Nehme Z, Andrew E, Bernard SA, et al. Treatment of monitored out-of-hospital ventricular fibrillation and pulseless ventricular tachycardia utilizing the precordial thump. Resuscitation. 2013;84(12):1691–1696.
The EMS Science
This is a retrospective review of all cardiac arrests managed by the Victorian Ambulance Service in Melbourne, Australia, from 2003 to 2011. EMS providers followed the Australian Resuscitation Council guidelines that are essentially identical to those of the American Heart Association.
The researchers first extracted cases where the patient suffered a witnessed arrest while being monitored by EMS providers. They then divided the cases into patients who received a precordial thump (PT) before further resuscitation, thump first, and those who received defibrillation first, shock first. Their protocol allowed for the delivery of a PT initially when defibrillation wasn’t immediately available.
Of 424 monitored arrests, 71% (301) were ventricular fibrillation (VF) and 29% (123) were ventricular tachycardia (VT). A PT was administered to 103 patients—76 (73.8%) were in VF and 27 (26.2%) were in VT.
The thump first group was more likely to rearrest and only 16.5% (17) of them had a rhythm change as a result of the PT. There was no difference in the time to defibrillation for either group. However, the PT was significantly less likely to result in sustained return of spontaneous circulation (ROSC). There was no difference in initial ROSC, survival to hospital admission or discharged alive status between the two groups.
The researchers’ conclusion stated, “The PT used as first-line treatment of monitored VF/VT rarely results in ROSC, and is more often associated with rhythm deterioration.”

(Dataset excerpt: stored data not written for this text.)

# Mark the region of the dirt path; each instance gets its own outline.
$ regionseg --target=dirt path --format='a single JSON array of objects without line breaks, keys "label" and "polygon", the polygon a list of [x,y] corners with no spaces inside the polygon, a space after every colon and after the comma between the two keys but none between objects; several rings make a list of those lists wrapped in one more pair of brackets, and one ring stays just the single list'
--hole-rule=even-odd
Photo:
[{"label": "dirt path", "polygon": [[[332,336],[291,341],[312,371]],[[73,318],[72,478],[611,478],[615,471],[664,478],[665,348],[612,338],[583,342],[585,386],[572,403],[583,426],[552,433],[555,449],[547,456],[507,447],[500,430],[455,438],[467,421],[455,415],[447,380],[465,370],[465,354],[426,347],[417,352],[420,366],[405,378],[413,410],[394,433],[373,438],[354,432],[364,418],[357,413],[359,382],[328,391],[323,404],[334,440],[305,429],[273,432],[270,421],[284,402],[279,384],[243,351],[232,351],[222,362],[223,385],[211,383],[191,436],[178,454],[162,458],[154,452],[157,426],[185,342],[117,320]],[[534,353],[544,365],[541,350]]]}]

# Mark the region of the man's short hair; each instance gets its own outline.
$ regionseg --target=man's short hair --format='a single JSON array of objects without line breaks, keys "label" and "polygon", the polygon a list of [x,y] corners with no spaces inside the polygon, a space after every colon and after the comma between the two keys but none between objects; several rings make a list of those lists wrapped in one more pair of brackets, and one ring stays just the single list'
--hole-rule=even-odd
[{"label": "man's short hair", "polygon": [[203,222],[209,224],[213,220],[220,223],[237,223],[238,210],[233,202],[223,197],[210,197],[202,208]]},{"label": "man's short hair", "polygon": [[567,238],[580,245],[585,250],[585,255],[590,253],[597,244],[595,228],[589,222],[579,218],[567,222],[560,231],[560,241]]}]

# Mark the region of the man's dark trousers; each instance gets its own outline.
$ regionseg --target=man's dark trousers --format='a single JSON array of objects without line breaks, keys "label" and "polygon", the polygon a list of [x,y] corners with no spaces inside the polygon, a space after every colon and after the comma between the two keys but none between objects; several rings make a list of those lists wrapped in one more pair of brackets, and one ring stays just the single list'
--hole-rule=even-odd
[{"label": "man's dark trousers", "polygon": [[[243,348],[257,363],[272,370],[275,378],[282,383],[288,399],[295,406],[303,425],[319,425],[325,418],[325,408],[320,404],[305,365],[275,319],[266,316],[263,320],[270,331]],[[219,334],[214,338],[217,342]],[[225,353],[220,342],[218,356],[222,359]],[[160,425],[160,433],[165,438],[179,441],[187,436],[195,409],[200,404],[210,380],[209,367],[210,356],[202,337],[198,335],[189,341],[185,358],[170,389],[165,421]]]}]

Early CPR, not a precordial thump, is key to cardiac arrest survival. Photo courtesy Courtney McCain
Doc Keith Wesley Comments
The precordial thump is second only to popping the tops off of the prefilled arrest medication with your thumbs as your partner contacts Rampart General for orders. It looked so dramatic; you could almost hear the medic willing the life back into the patient as they raised their fist into the air and slammed it down on the patient’s chest.
But did it work? Yes, sometimes. I’m sure there are some EMS dinosaurs out there who still swear by it. Heck, I’ve converted an awake VT with a joke that caused the patient to laugh so hard the VT stopped and sinus rhythm resumed, but that’s not science—that’s an anecdote.
Our care must be guided by scientific analysis and must be designed to provide the most good for the majority of cases. The reality is that VT and VF is best treated with defibrillation that results in depolarization of the entire myocardium. Asystole is the goal of defibrillation in order for one of the heart’s pacemaker sites to resume normal electrical stimulation.
Some will say that because there was no difference in ultimate survival of the patients, that there’s no harm in trying PT. Unfortunately, cardiac arrest survival is more complex than that. In this report, 83% of the PT patients required subsequent defibrillation. So in the end, it was defibrillation that converted almost all of the survivors.
Bottom line? PT should be relegated to the recesses of medical history along with rotating tourniquets and leeches.
Medic Karen Wesley Comments
The study states all patients were treated with a combination monitor/defibrillator, so I had a little trouble understanding how they could justify the use of PT instead of defibrillation. The study also said PT was used when defibrillation wasn’t immediately available or when extended extrication was necessary, but that seems to be a mixed message.